PatoUru · March 30, 2019, 9:34am

Hi all,
I’m doing a meta-analysis that includes set of data that were amplified with different set of primers (For example V1-V2, V3-V4). In qiime 1, I had analyzed them using the open reference method, but now I’m a bit lost. Added to this, instead of using OTUs clustering, I want to use the DADA2 generating ASVPreformatted text.
So far I made the following 2 steps
qiime tools import
qiime cutadapt demux-single

And here is my question, what would be the next step to generate ASV from sequences coming from different sets of data?
Should I continue with “qiime dada2 denoise-single” for each set of data and then concatenate the generated files?
Thanks for your help!!
Patricia

jwdebelius · March 30, 2019, 9:38am

Hi @PatoUru,

Your next step is to used closed-reference based clustering with vsearch against the reference database of your choice. Because you’re dealing with non-overlapping regions, a de novo approach won’t work because the OTUs will all be different and a traditional MAFTT tree won’t cluster them together so you’ll lose in both pythogenetic and non-phylogenetic community structures because there’s not point of comparison. Closed ref clustering at 97% or 99% isn’t perfect; there are things you’ll miss, but it actually puts your samples on a level playing field and means that you can make comparisons.

Best,
Justine

PatoUru · March 31, 2019, 3:14am

Hi Justin,
I am very grateful for your quick response. I followed your suggestion, and found that for my case it would be good to use the open_reference method.
But now I have a new problem, I would like to use SILVA as a database, and in particular: silva_132_97_16S.fna

From what I was reading in the forums, the database should not be aligned, and I have to import it to be able to use it in open_reference, but when I import it, it throws me the following error

$ qiime tools import --type SampleData [Sequences] --input-path /home/patricia/Documentos/Silva_132_release/SILVA_132_QIIME_release/rep_set/rep_set_16S_only/97/silva_132_97_16S.fna --output-path / home / patricia / Data_base / silva_132_97_16S. qza

There was a problem importing /home/patricia/Documentos/Silva_132_release/SILVA_132_QIIME_release/rep_set/rep_set_16S_only/97/silva_132_97_16S.fna:
** /home/patricia/Documentos/Silva_132_release/SILVA_132_QIIME_release/rep_set/rep_set_16S_only/97/silva_132_97_16S.fna is not a (n) QIIME1DemuxFormat file**

Surely I was wrong in choosing the --type option,
What would be the correct way to import this reference database?
Many thanks

jwdebelius · March 31, 2019, 7:41am

Hi @PatoUru,

It may be better, but it’s still not the best practice because it means that your OTUs are going to be driven by region and so aren’t comparable, like I explained above.

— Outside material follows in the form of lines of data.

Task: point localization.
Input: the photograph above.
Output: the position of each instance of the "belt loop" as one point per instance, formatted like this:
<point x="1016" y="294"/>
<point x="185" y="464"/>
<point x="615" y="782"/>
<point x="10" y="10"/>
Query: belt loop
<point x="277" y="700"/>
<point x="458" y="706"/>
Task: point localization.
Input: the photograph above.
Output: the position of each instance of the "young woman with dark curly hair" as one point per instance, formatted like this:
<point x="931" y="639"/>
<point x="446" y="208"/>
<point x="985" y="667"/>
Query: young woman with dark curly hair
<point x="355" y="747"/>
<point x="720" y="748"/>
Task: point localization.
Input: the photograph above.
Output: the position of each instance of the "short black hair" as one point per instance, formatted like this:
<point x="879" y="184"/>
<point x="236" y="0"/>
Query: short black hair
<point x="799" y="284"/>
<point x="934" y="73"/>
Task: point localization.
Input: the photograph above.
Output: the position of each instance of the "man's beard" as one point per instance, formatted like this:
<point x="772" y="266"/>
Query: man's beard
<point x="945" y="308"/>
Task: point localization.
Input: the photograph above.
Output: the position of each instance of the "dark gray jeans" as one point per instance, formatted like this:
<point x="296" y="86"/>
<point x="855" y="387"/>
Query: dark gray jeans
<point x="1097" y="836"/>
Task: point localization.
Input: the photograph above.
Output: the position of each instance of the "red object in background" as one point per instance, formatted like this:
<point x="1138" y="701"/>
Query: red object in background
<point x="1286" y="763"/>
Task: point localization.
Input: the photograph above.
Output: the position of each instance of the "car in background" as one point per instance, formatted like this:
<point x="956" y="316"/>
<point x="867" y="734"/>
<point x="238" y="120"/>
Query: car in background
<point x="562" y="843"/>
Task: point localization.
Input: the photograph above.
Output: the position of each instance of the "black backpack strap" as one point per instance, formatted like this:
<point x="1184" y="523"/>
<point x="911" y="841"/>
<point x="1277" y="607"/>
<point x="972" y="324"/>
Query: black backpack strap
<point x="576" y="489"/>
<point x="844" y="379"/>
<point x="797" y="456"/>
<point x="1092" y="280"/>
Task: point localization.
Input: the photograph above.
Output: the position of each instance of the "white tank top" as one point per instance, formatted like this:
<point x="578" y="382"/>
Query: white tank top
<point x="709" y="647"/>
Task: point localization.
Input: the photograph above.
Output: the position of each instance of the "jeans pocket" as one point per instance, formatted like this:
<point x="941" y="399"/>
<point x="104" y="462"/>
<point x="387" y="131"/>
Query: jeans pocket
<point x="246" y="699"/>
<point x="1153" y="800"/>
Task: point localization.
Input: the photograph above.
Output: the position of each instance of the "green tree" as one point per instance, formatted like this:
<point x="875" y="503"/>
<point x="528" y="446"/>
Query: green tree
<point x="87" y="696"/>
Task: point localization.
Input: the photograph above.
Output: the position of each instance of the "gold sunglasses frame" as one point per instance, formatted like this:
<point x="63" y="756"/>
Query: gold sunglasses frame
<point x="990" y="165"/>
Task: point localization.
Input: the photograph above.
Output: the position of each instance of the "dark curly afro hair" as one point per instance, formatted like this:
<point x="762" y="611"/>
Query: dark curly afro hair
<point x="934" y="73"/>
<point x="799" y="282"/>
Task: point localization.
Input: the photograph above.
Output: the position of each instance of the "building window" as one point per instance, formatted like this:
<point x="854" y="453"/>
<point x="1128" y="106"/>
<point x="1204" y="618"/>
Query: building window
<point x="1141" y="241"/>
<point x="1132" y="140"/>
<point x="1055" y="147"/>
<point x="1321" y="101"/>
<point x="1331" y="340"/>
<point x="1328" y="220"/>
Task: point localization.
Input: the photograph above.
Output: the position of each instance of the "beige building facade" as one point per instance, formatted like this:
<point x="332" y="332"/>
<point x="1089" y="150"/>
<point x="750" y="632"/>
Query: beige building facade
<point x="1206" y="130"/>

In terms of importing your reference dataset, have you checked out the Training Classifers tutorial? I think your issue is a semantic type one, and I know the tutorials are always help me figure out what semantic types I should be using for imports.

Best,
Justine

system · May 2, 2019, 5:21am

This topic was automatically closed 31 days after the last reply. New replies are no longer allowed.